Berlin’de bir peşkeş seansı

Normal şartlarda bomba etkisi yaratacak bir ziyaret ve konuşmaydı, ama anlaşıldığı ve Tayyip Ajansı (AA) kodlarından sızdığı kadarıyla, pek ciddiye alınmadı. Kamuoyu da ilgilenmedi. Türkiye, bırakın normaliteyi, kendisini kaybetmiş bir geçici çadır devletidir artık. Parçacıklar siyasetinin kucağında hızla küçülen bu tuhaf diktatörlüğün, her anlamda küçülerek, sadece bütün bir cumhuriyet tarihini değil, solumuzun haklı olarak İkinci Büyük Savaş’tan sonra hep uşaklıkla suçladığı “Türk diplomasi kültürünü” de yerden yere vurduğunu gösteren ifadeler artık olağan sayılıyor.

Türkiye Cumhuriyeti Savunma Bakanı İsmet Yılmaz, geçen hafta başında Berlin Güvenlik Konferansı’na geldi ve Batılı dostları önünde adeta yere kapandı. “Bizi ne diye bööle hor görüyonuz yaw?” mealinde sızlandı. Kendini ve bitirdikleri cumhuriyetin son kırıntılarını da egemenlerin ayakları altına serpiştirdi.
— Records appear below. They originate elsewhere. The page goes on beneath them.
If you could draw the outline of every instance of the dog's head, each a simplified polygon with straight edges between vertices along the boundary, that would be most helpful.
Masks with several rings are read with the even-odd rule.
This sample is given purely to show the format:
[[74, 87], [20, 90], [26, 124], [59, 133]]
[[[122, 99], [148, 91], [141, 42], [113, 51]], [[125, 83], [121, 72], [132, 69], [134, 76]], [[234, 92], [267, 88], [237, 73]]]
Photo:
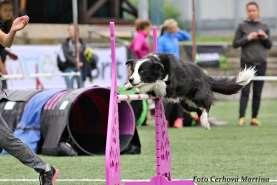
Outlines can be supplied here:
[[165, 78], [165, 71], [158, 55], [149, 55], [139, 60], [126, 62], [129, 72], [129, 83], [138, 86], [145, 83], [155, 83]]

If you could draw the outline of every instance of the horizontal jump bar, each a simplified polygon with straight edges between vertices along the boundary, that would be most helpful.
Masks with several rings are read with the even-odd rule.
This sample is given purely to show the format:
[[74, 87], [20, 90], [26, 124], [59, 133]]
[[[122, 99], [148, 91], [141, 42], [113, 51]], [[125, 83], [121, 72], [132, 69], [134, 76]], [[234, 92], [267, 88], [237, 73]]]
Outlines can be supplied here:
[[53, 77], [53, 76], [80, 76], [80, 72], [70, 72], [70, 73], [33, 73], [30, 75], [15, 74], [15, 75], [3, 75], [1, 80], [13, 80], [13, 79], [23, 79], [23, 78], [37, 78], [37, 77]]
[[154, 97], [150, 97], [147, 94], [132, 94], [132, 95], [118, 95], [118, 101], [127, 101], [127, 100], [147, 100]]
[[277, 81], [277, 76], [255, 76], [254, 81]]

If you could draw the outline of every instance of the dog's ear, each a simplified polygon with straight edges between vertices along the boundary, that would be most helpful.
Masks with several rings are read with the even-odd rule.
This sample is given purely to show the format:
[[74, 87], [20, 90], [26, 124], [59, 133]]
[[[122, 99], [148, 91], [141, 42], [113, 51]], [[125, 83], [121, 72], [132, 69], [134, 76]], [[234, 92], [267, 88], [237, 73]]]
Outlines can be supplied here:
[[164, 66], [162, 63], [160, 62], [153, 62], [153, 72], [155, 73], [155, 75], [157, 75], [157, 77], [162, 80], [165, 77], [165, 70], [164, 70]]

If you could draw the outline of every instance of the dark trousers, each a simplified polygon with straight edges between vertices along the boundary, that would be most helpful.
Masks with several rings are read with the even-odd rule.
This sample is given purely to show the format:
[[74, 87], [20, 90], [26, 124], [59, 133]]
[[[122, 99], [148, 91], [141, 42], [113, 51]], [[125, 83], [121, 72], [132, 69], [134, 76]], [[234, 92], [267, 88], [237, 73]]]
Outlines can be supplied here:
[[[245, 63], [241, 64], [241, 68], [244, 68], [245, 66], [247, 67], [255, 66], [255, 69], [257, 71], [256, 76], [264, 76], [266, 73], [266, 62], [263, 62], [258, 65], [245, 64]], [[241, 96], [240, 96], [240, 108], [239, 108], [240, 118], [245, 116], [251, 86], [253, 89], [252, 118], [257, 118], [258, 116], [264, 81], [253, 81], [242, 89]]]
[[0, 114], [0, 149], [1, 148], [17, 158], [24, 165], [36, 170], [38, 173], [50, 169], [49, 164], [43, 162], [20, 139], [13, 135], [8, 124]]

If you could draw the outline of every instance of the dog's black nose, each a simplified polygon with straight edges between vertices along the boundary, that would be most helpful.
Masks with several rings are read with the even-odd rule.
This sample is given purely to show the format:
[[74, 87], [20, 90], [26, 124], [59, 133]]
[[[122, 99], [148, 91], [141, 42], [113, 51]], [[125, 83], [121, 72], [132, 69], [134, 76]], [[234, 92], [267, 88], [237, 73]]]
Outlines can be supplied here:
[[134, 78], [129, 78], [129, 82], [132, 84], [134, 82]]

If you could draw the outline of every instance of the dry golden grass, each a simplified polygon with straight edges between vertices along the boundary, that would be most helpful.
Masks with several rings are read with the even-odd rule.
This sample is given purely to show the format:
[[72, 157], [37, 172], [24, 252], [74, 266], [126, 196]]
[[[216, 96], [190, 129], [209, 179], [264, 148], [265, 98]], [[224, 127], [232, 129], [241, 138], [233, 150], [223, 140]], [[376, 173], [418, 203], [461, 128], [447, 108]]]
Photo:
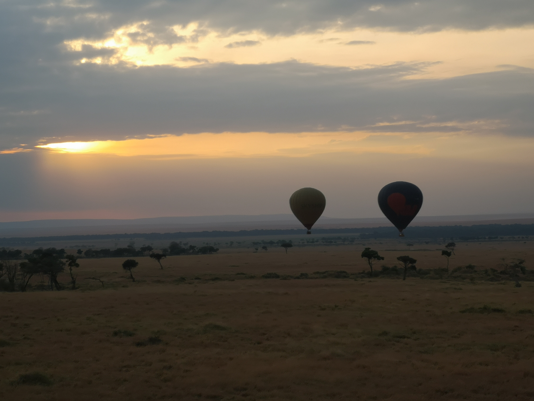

Döndü.

60’lar veya 70’lerde olsa, bu ziyaret ve konuşma Ankara’yı karıştırırdı. Türkiye’nin iktidarları, sokağa el koymuş devrimciler nedeniyle, böyle bir düşüklüğe göz yumamayacak kadar dikkatliydi o zamanlar. Bağımsızlık ve aydınlanmayı açıktan pazara çıkaramıyorlardı. Eski çamların bardak olduğunu bir kez daha görmüş olduk. Adam, kendi ajansına ve medyasına göre de, “Türkiye hem AB adayı bir ülke hem de NATO müttefiki olarak  AB’nin ortak bir güvenlik ve savunma politikası geliştirmesine sürekli destek vermiştir. Bu bağlamda Türkiye, davet edildiği tüm AB operasyonlarına katılmıştır. Ancak AB Türkiye ile daha yakın işbirliği geliştirme konusunda eşit derecede istekli olmamıştır” dedi ve Türkiye’nin katkı sağladığı AB operasyonlarının planlamalarına ve hazırlıklarına neden davet edilmediğini kendince sordu. İyi mi? Diktatörün medyası da, fazla büyütmeden, ama zevahiri de kurtarmak için, haberinde İsmet Yılmaz’ın, “Türkiye’nin Avrupa Savunma Ajansı’nın geliştirilmesi sürecinden dışlanmasını ve gizli bilgilerin değişimi konusundaki güvenlik anlaşmasının Türkiye ile imzalanmamasını” eleştirdiğine yer verdi. Gerçekten de, Türkiye’ye yönelik siyasi engellemelerin kaldırılmasını isteyen Yılmaz, “AB üyesi olmayan NATO müttefiklerine, AB’nin savunma inisiyatiflerinde ve Ortak Güvenlik ve Savunma Politikası’nın (OGSP) planlama ve karar alma mekanizmalarında taahhütleri ve katkılarına uygun şekilde yer verilmelidir” demiş bulundu.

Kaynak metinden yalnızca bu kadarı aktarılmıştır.